Entitled How People Make Things, the exhibit takes its inspiration from a popular facet of the beloved TV show Mister Rogers’ Neighborhood – the factory tours segments.
The traveling exhibit was created by the Children’s Museum of Pittsburgh in collaboration with Family Communications, the creators of Mister Rogers’ Neighborhood, and the University of Pittsburgh Center for Learning in Out-of-School Environments.
Housed in The DoSeum’s downstairs special exhibitions space, the exhibit teaches museum-goers about some of the basic manufacturing processes – cutting, molding, deforming, assembling – through video guides, environmental text, demonstrations, diagrams, and hands-on experiences tailored to young learners.
Ranging from low-tech to high-tech, from intricate to simple, the exhibit’s stations provide a range of entry points for all academic and age levels.
“Every object has a story of how it is made,” The DoSeum’s website reads, and at its core, How People Make Things aims to inspire wonder, curiosity, and critical thinking about how we use and transform materials in the process of creating products.

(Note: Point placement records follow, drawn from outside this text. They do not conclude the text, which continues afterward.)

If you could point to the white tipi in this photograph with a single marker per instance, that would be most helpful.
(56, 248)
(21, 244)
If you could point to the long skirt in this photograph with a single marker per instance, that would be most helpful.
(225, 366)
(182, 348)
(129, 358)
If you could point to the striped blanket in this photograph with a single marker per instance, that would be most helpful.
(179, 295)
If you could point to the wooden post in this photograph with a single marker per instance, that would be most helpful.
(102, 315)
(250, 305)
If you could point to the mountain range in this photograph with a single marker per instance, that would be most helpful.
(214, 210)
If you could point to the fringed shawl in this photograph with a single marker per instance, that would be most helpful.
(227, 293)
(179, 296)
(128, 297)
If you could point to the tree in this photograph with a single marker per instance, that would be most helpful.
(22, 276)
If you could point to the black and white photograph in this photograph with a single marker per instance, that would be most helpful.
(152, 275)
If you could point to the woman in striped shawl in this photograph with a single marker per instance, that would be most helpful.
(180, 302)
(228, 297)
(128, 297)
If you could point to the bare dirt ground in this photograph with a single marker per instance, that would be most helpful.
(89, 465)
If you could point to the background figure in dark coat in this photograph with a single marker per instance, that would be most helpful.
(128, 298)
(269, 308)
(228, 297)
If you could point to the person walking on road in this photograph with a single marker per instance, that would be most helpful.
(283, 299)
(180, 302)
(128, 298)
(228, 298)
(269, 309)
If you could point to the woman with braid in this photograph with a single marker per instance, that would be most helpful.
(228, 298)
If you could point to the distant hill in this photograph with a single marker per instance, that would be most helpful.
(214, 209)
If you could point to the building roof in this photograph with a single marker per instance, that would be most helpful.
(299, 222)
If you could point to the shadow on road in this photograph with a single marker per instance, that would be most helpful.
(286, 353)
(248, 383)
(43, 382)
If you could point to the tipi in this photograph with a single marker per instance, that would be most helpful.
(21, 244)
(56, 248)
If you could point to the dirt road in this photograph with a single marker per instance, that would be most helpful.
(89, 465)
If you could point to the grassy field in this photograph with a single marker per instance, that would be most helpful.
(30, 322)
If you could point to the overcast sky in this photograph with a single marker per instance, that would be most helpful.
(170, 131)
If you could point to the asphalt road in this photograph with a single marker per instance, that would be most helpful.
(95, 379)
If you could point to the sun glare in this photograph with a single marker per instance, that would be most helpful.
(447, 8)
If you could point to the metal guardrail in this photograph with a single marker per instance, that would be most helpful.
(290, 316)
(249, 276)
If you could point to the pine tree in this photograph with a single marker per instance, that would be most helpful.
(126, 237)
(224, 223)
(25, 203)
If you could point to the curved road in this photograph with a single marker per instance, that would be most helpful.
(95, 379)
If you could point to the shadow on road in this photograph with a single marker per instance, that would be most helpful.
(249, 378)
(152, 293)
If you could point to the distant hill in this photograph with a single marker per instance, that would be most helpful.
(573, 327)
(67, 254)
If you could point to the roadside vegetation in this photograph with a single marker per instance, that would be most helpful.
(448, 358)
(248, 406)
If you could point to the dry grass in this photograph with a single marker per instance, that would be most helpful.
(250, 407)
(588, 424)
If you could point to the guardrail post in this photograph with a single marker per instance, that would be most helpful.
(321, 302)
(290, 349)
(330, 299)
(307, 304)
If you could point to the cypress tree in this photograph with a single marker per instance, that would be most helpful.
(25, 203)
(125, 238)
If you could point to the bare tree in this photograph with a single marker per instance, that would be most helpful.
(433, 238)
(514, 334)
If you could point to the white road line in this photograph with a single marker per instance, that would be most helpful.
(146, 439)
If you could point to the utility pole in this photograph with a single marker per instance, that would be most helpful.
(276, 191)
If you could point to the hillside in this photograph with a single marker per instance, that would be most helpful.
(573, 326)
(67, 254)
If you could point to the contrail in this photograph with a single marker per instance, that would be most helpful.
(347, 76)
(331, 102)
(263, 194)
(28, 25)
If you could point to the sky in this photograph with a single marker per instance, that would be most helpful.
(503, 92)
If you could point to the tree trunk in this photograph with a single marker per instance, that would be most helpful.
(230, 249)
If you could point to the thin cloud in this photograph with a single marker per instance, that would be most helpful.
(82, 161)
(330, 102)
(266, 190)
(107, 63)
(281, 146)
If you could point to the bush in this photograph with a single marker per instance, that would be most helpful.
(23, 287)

Much “deliberate thought about young learners” went into planning this exhibit, DoSeum CEO Daniel Menelly said, adding he is “excited by the way [the exhibit’s creators] have packaged these sophisticated processes for creating and working in a way that is accessible to children.
“That’s the great thing about STEM [Science, Technology, Engineering, and Mathematics]. You can take a simple idea and look at it in a complex way or take a complex idea and look at it in a simple way.”
Meredith Doby, The DoSeum’s vice president of exhibits, lamented that kids “often don’t know how the things in their lives are made.” This exhibit “encourages young people to understand making from the ground up and develop skill sets to engage it in innovative ways,” she added.
The DoSeum’s presentation of How People Make Things also features a local connection via contributions from area companies Bolner’s Fiesta Products and San Antonio Shoes. Both companies contributed exhibit elements that show visitors how aspects of their particular products are manufactured and put together.
“We wanted to continue in the tradition of that neighborhood connection,” Doby said of the local involvement, nodding to the spirit of the show that inspired the exhibit.
Menelly said the two local companies helped integrate “a sense of place-based learning” into the exhibit, a concept that is important to the museum.
Considering the exhibit in the context of The DoSeum’s larger goals, Menelly said parents, who will recognize aspects of their own experiences in the exhibit, can help maximize their kids’ take home by getting engaged themselves.
“When the parent helps the kid navigate the exhibit, it opens up crucial conversations,” he said. “An exhibit has been successful if [visitors] are still talking about it in the car on the way home.”
The DoSeum’s ultimate goal in promoting experiential learning and explorational thinking, as Menelly succinctly put it, is for “children to self-identify as makers.”
How People Make Things will be on view until May 12.